"Dead End". Burton Taylor Studio

Sometimes you can go to the theatre and have an experience like visiting a Michelin-starred restaurant: all prancing style, surprises and dramatic flavours new to your palate, delivered with such impeccable professionalism that you stagger out slightly dazed, worrying about your heart. And sometimes it can be more like the dramatic equivalent of going to a simple tea-room, where the menu offers jacket potatoes and toasted sandwiches: undemanding, familiar, but good, honest nourishment.

Dead End, a new play by Marie Doinne, falls into tea-room territory.

Comparing this production with other recent pieces of Oxford new writing, there are no giddy leaps through time, no stunning revelations, no supernatural characters. There isn’t even a talking grizzly bear. Instead, there is a kind of Platonic dialogue between two clearly opposed points of view. Bea and Olivia grew up as friends, but while Bea has gone into the world of commerce and marketing, Olivia has become an environmentally-aware, small-scale sculptor. And over 45 minutes of sombre, touching debate, their relationship comes, gently, firmly, and irretrievably, to an end.

It’s static. So static that at one point, when a tiny piece of Olivia’s pottery gets smashed on the floor, the instant positively throbs with significance, like the moment in Jane Austen’s Persuasion when the wilful Louisa trips over in Lyme Regis. It feels momentous because virtually nothing else constituting physical incident happens in that entire novel. Olivia’s and Bea’s discussion ranges across different topics: they ponder the value of function versus aesthetic, the artist versus the entrepreneur, the environmental versus the commercial. But really it’s all the same debate: society or self. Sophie Gray and Maisie Saunders maintain a controlled, focussed tone throughout, and Doinne’s direction is sparse and honest.
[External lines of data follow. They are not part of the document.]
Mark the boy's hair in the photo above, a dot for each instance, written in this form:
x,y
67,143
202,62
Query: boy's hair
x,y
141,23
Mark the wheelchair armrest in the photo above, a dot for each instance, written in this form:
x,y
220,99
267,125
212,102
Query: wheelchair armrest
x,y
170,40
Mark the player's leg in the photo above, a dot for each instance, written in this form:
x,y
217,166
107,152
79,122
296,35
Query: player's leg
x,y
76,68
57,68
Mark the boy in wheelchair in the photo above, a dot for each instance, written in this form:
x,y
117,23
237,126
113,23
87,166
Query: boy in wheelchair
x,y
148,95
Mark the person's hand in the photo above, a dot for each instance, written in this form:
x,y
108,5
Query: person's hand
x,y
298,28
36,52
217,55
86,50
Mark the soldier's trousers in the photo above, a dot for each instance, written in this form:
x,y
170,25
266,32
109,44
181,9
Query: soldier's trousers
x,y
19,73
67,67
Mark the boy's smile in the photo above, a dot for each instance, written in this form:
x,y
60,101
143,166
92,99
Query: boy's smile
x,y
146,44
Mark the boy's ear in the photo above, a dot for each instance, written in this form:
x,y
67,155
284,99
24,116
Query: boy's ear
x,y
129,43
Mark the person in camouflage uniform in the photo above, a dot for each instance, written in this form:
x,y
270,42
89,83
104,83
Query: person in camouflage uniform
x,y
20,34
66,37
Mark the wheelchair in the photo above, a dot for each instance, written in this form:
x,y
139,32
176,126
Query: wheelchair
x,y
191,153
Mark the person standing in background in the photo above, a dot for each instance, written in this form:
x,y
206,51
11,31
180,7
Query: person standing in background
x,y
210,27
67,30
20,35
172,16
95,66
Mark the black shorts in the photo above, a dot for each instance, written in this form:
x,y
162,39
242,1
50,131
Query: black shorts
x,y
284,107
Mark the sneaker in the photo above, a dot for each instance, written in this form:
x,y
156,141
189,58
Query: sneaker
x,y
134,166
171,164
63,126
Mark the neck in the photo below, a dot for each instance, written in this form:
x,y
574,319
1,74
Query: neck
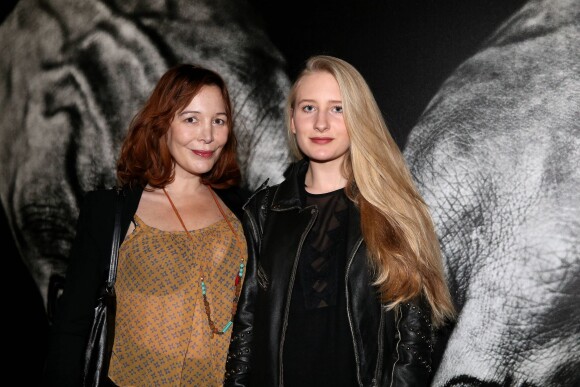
x,y
180,187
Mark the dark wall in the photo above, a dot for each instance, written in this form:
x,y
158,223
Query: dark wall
x,y
405,49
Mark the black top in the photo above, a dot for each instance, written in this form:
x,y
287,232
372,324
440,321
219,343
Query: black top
x,y
318,349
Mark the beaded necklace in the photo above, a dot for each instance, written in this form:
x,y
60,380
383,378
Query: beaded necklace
x,y
238,280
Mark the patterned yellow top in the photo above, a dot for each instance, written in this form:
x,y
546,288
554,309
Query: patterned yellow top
x,y
162,336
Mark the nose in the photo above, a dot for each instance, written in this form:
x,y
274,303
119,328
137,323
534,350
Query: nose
x,y
205,133
321,123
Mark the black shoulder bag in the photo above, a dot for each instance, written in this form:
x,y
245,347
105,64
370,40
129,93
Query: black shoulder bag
x,y
100,344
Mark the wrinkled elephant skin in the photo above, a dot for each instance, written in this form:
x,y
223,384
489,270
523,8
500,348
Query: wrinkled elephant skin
x,y
497,157
73,74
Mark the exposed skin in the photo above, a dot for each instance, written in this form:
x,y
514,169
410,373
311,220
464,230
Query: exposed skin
x,y
496,156
321,134
73,74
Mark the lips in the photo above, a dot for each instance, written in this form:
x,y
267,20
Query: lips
x,y
321,140
204,154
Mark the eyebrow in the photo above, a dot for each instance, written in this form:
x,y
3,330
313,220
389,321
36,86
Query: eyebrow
x,y
198,112
314,101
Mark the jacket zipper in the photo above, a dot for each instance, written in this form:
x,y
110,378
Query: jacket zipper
x,y
398,316
348,311
289,294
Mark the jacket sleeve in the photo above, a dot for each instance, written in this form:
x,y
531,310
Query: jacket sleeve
x,y
414,346
75,308
239,359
But is it really as simple as this? The two sides in this ideological see-saw are almost like mouthpieces for square-one, starter-level political positions. In the real world there are legions of commercially-minded entrepreneurs searching for ways to save the planet, and there are plenty of struggling artists willing to accept a couple of thousand pounds to do a portrait. What makes the conflict of ideas interesting is its complexity. But the standard of debate here is pretty basic, of the ‘You only care about yourself’ – ‘Yes, but one can’t live without money’ variety.

The saving grace is the fact that Bea and Olivia do, despite everything, love each other – or at least they share a memory of having loved each other while growing up. That simple strand of connection gives Dead End a truly touching thread of honesty – the nourishment of the humble tea-room. Is it enough to make this into a great night at the theatre? Perhaps not quite. To return to the sculpture metaphor, it's more like one of Olivia's own simple sculptures than, say Michelangelo’s David. Its sincerity is unquestionable, but Dead End could use a little more va-va-voom.

F. Scott Fitzgerald famously said, ‘The test of a first-rate intelligence is the ability to hold two opposed ideas in mind at the same time and still retain the ability to function’. The characters in Dead End keep their two opposed ideas firmly on opposite sides of the workbench.